But now, after you have known God, or rather are known of God,
this church at Galatia was going back to these symbols and back
to these old ceremonial laws. In other words, when someone
became a Christian, they commanded them to be circumcised. When
someone became a Christian, They commanded them to go back under
the mosaic economy and eat certain things, and leave off certain
things, and keep the feast days, and keep the Sabbath day, and
keep the holy days, and keep all of these things. And Paul
says, now that you're a son, now that you're full grown, now
that you've entered into your inheritance, why do you want
to go back to being a servant? Why do you turn again to these
beggarly elements whereunto you desire again to be in bondage?
You observe days and months and times and years. Paul says, I
am afraid of you, lest I have bestowed upon you labor in vain. Now these relics, they are all
put away, they are all fulfilled in Christ, just like the Son,
who is the heir of all things, is under a tutor, under a governor,
while he is still young, being taught And when he comes to a
certain age and his father's designated, he's the heir. Well,
he's not going to go back to this time of immaturity and this
time of teaching and this time of learning. He's now the king,
he's now the heir, he's now the director, he's now the leader.

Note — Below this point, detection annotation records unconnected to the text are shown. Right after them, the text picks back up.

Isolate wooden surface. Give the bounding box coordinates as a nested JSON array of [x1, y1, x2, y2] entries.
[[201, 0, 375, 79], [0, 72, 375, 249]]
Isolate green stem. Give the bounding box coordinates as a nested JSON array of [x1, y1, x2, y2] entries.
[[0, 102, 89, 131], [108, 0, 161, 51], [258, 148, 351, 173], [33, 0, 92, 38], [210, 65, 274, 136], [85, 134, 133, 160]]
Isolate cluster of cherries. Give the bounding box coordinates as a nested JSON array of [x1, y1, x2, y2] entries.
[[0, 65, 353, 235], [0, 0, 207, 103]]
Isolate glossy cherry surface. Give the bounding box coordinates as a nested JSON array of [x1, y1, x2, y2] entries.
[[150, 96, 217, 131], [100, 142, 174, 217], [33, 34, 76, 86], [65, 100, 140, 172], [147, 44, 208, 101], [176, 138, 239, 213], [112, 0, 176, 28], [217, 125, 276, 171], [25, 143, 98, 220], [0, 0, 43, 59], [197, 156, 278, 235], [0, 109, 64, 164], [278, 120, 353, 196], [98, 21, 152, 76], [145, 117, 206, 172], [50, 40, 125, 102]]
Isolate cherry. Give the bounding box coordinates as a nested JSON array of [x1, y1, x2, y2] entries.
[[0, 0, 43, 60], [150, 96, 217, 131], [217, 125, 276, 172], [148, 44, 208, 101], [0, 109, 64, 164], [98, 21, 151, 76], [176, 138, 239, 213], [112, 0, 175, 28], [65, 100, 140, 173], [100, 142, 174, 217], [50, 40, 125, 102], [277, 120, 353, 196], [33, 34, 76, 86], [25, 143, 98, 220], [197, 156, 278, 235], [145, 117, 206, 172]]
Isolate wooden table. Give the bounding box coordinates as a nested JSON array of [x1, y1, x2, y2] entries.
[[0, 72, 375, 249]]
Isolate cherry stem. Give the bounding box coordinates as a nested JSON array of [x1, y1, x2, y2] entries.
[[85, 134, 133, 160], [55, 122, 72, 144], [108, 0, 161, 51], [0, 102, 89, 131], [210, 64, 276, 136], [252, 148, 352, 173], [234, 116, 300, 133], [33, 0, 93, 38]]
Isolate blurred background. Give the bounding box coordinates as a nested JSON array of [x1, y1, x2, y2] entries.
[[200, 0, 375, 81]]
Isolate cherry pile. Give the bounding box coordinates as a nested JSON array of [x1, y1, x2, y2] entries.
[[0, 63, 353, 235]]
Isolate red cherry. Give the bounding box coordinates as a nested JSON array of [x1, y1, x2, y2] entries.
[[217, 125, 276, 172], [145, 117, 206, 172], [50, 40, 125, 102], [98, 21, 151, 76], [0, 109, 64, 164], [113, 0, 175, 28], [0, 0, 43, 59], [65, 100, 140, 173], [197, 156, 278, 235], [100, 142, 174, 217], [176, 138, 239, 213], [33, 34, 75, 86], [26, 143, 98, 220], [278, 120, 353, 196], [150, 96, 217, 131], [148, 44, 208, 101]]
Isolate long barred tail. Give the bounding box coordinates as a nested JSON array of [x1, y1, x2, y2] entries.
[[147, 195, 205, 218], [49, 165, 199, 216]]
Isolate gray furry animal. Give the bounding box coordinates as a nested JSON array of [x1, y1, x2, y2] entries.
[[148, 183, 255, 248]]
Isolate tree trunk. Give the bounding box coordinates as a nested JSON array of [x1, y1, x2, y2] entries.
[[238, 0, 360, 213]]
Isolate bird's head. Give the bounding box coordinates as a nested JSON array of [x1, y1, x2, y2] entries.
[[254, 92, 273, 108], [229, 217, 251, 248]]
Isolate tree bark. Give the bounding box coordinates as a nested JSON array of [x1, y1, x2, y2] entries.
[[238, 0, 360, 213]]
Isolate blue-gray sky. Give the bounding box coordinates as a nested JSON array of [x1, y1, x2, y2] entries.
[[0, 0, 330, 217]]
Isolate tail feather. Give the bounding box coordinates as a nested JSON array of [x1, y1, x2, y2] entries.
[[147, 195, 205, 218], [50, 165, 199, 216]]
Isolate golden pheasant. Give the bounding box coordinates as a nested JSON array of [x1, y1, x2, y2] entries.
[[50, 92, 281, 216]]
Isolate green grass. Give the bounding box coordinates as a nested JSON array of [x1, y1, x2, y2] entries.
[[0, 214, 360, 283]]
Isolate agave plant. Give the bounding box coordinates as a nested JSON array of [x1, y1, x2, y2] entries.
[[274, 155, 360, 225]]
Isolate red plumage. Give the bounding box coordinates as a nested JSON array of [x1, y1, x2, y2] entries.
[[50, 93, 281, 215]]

And God kept the Israelites and God kept the people of the Old
Testament under teachers. The law is the teacher or schoolmaster
to bring us to Christ. And all of these types and ceremonies
and sacrifices and holy days and feast days were just teachers
and symbols and types to point us to Christ. Now, when the fullness
of time was come and Christ came into this world as a man and
met the law and obeyed the law and died under the curse of the
law, we enter into our inheritance. We enter into the fullness of
Christ. We enter into the fullness of
the knowledge of God. We enter into our sonship. Now
Paul said, why do some of you want to go back to these things?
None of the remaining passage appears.